Two years after the HADOPI agency started to crack down on digital piracy in France, with the threat of cutting off the Internet access of repeat offenders, research shows that the appeal of piracy is beginning to wane in the country. Since the law went into effect, digital sales are growing.

Opponent to HADOPI measures - and generally rivals of President Nicolas Sarkozy who championed it - want to repeal or amend the French law, building on the momentum from a successful campaign to defeat two bills in Washington aimed at curbing piracy (SOPA, PIPA), as well as the protest against the Anti-Counterfeiting Trade Agreement (ACTA).

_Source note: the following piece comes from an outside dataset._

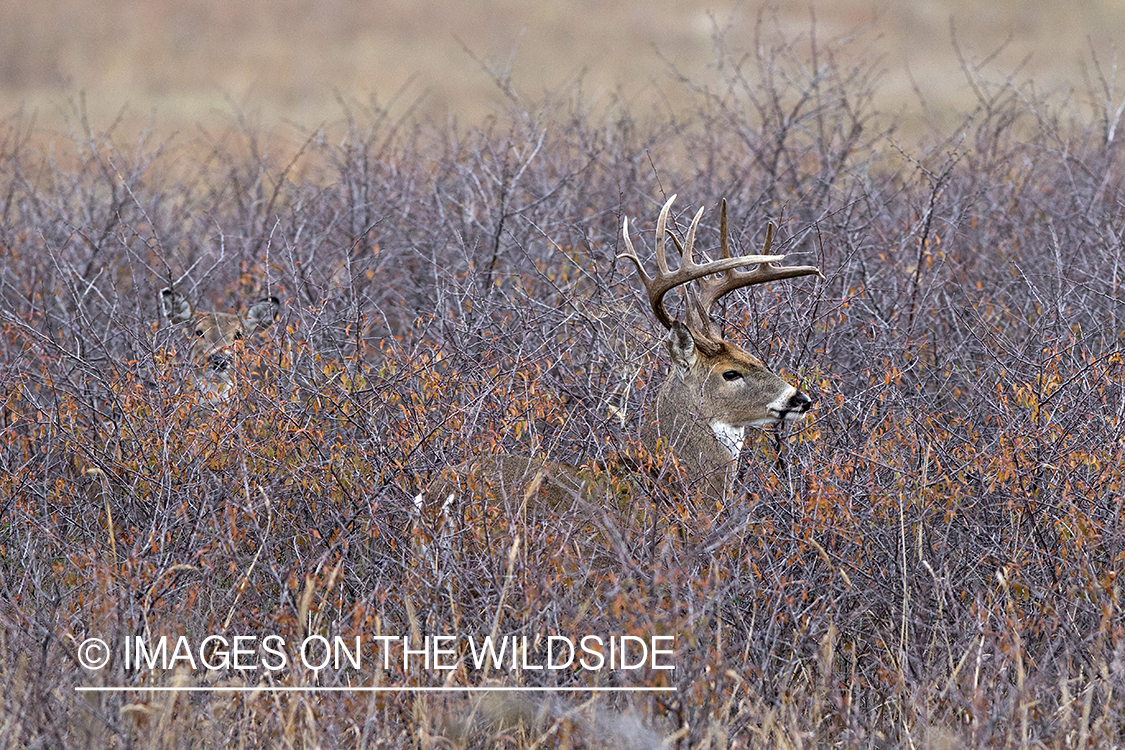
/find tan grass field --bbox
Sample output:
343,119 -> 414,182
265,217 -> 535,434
2,0 -> 1123,135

According to an interview with the New York Times, Eric Walter, the secretary-general of HADOPI, said the relatively low number of third-stage offenders showed that the system had succeeded.

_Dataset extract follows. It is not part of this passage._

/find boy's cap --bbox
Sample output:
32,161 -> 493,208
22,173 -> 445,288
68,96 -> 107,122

Academics at Wellesley College in Massachusetts and Carnegie Mellon University in Pittsburgh suggests that HADOPI has given a lift to legal downloads via the Apple iTunes music store.

"Since spring 2009, when the debate over the measure was raging, through mid-2011, iTunes sales rose much more strongly in France than in other European countries. While there is no proof that HADOPI was responsible, the study says the case for a link was bolstered by the fact that sales of musical genres that suffer from high levels of piracy, like hip-hop, rose much more than sales of low-piracy genres, like Christian and classical music," says the New York Times article.

The researchers calculated that HADOPI resulted in an extra €13.8 million a year worth of iTunes music sales in France.

HADOPI has had to issue warnings notices against fake emails impersonating the anti-piracy agency that sought account verification details such as password and other sensitive information for the purpose of phishing.